Imagining yourself sharing softness and compassion in the face of strong disagreement can seem impossible but there are exemplary positive examples of this. The Black Panther’s free lunch program for the community was not only a big hit but also was seen as threatening to the government for showing a different way. Anyone in the community was welcomed to receive free lunch, there was no gatekeeping or limiting resources to those with similar values. The Black Panthers strive to put the needs of the people and community first, rather than their politic or views. That means serving the people even with disagreement. Another example is hearing the stories of Buddhist and Non-Violent Communication teacher, Kazu Haga. He shares stories of working within prisons including working with people convicted of violence (such as murder) and even prison guards. He talks about the connection and humanizing that occurs when we meet each other with compassion. As someone who doesn’t believe in punishment and is outwardly against the Prison Industrial Complex, he has had tremendous practice in holding community even those who act in harmful ways supporting systems of violence.

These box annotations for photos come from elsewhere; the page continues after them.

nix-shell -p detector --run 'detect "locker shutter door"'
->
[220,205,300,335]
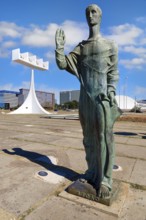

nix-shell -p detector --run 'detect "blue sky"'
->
[0,0,146,103]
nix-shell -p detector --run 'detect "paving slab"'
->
[130,159,146,190]
[25,197,117,220]
[59,183,129,217]
[120,188,146,220]
[116,143,146,160]
[0,114,146,220]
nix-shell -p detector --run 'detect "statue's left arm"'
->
[107,42,119,105]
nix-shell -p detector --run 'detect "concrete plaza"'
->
[0,113,146,220]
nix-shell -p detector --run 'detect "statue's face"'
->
[86,5,101,26]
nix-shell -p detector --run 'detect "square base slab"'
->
[59,182,129,217]
[66,180,121,206]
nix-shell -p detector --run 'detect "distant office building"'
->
[0,90,19,109]
[18,88,55,108]
[60,90,80,105]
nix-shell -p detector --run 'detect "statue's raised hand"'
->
[55,29,65,48]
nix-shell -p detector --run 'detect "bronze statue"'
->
[55,4,121,203]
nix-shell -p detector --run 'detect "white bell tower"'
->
[9,49,50,114]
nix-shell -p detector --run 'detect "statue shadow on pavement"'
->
[2,148,81,181]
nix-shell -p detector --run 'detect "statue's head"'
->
[86,4,102,26]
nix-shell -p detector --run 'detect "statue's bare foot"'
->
[98,184,110,199]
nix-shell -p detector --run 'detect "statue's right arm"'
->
[55,29,67,69]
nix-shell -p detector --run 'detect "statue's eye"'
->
[92,10,97,14]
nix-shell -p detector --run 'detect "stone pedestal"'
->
[66,180,120,206]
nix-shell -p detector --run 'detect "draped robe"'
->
[56,37,121,189]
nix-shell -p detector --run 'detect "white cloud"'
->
[119,58,146,69]
[0,21,24,39]
[107,23,143,46]
[136,16,146,23]
[122,45,146,57]
[22,21,87,48]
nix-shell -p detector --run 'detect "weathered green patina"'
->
[56,5,121,201]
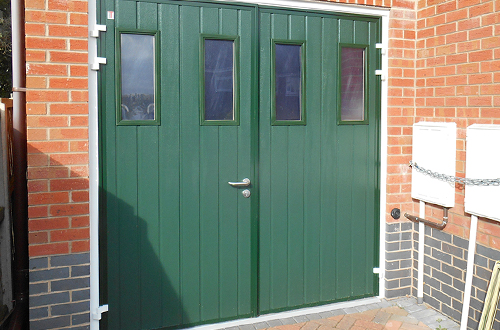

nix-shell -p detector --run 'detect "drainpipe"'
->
[8,0,29,324]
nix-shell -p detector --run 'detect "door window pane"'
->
[204,39,235,121]
[340,47,365,121]
[120,33,156,121]
[275,43,302,121]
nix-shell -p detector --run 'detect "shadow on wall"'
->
[100,192,191,330]
[24,141,189,330]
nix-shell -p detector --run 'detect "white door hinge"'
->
[373,267,384,278]
[375,70,385,81]
[90,57,106,71]
[92,304,108,320]
[375,43,386,55]
[90,24,106,38]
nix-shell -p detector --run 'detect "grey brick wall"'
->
[385,222,413,298]
[29,253,90,330]
[386,222,500,329]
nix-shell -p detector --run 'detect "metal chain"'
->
[410,161,500,186]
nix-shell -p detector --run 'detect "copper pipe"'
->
[8,0,29,324]
[405,207,449,230]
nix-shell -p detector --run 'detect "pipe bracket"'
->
[405,207,448,230]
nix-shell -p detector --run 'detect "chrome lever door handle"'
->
[228,178,250,187]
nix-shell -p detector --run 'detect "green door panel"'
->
[100,0,380,330]
[103,1,256,329]
[259,11,379,313]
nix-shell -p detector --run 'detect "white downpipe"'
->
[378,13,389,298]
[460,215,477,330]
[88,0,99,324]
[417,201,425,304]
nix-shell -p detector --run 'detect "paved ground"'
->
[217,298,460,330]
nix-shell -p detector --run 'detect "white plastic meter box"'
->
[465,124,500,221]
[411,122,457,207]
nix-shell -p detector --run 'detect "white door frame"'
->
[88,0,390,330]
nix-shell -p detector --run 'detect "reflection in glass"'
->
[121,33,155,120]
[275,44,302,120]
[340,47,365,121]
[204,39,234,120]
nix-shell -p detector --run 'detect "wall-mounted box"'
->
[411,122,457,207]
[465,124,500,221]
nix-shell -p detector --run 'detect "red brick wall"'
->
[387,0,500,249]
[22,0,500,326]
[26,0,89,257]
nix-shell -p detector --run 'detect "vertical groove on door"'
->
[288,15,308,306]
[320,18,338,301]
[137,2,161,328]
[258,13,272,311]
[265,14,289,308]
[236,10,254,315]
[199,8,221,320]
[114,2,141,329]
[219,8,243,318]
[180,6,200,323]
[336,19,356,298]
[303,17,323,304]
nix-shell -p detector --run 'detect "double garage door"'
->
[100,0,380,330]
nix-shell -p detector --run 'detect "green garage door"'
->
[100,0,380,329]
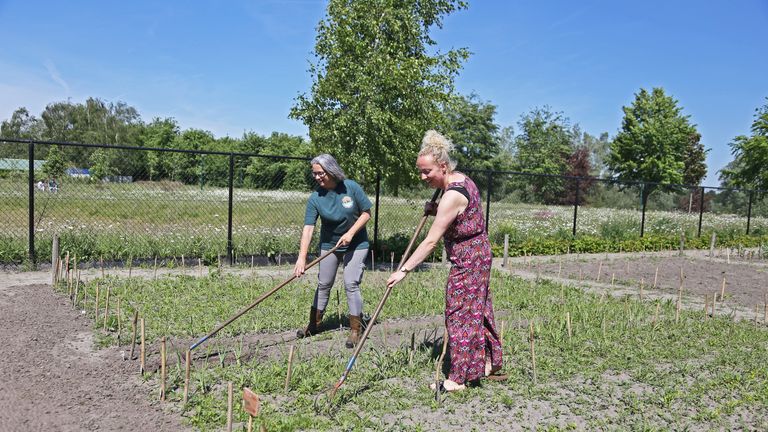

It can seem that I’m writing this post in a place of great clarity and skill, but I want my readers to know I am no exception in finding this practice challenging. There are times in which I have felt unheard, threatened in spaces and my protective reaction feels like the only path. Schooling another person can make us, and has made me, feel powerful in a time I felt nearly helpless. But there is another way. As a person who is invested in critical thought and the decolonial journey, I find intellectual frameworks of Social Justice and even Liberation not enough to help me create that bridge between my conditioning and my embodied self. My spiritual practice of Buddhism is my home because the cosmology of the practice feels spacious enough to hold the messiness of being alive while providing real day to day practices that are accessible.
For example, Shin Buddhism sheds light on the power of deep listening to ourselves and others. The teachings are meant to be for everyone in hopes of fostering compassion. Deep listening and compassion can be practiced in Dharma talks, learning about history, reflecting on our journey, chanting, and the everyday interactions. Our anger and desire to protect ourselves is important but let’s not forget our reactions make it impossible to engage deep listening with curiosity. Someone can be wrong and we can still hold care and reflect the value they have as a person. Someone can cause hurt and we can still hold compassion and protect our heart without disconnecting. Compassion is not only for everyone but can offer healing for anyone.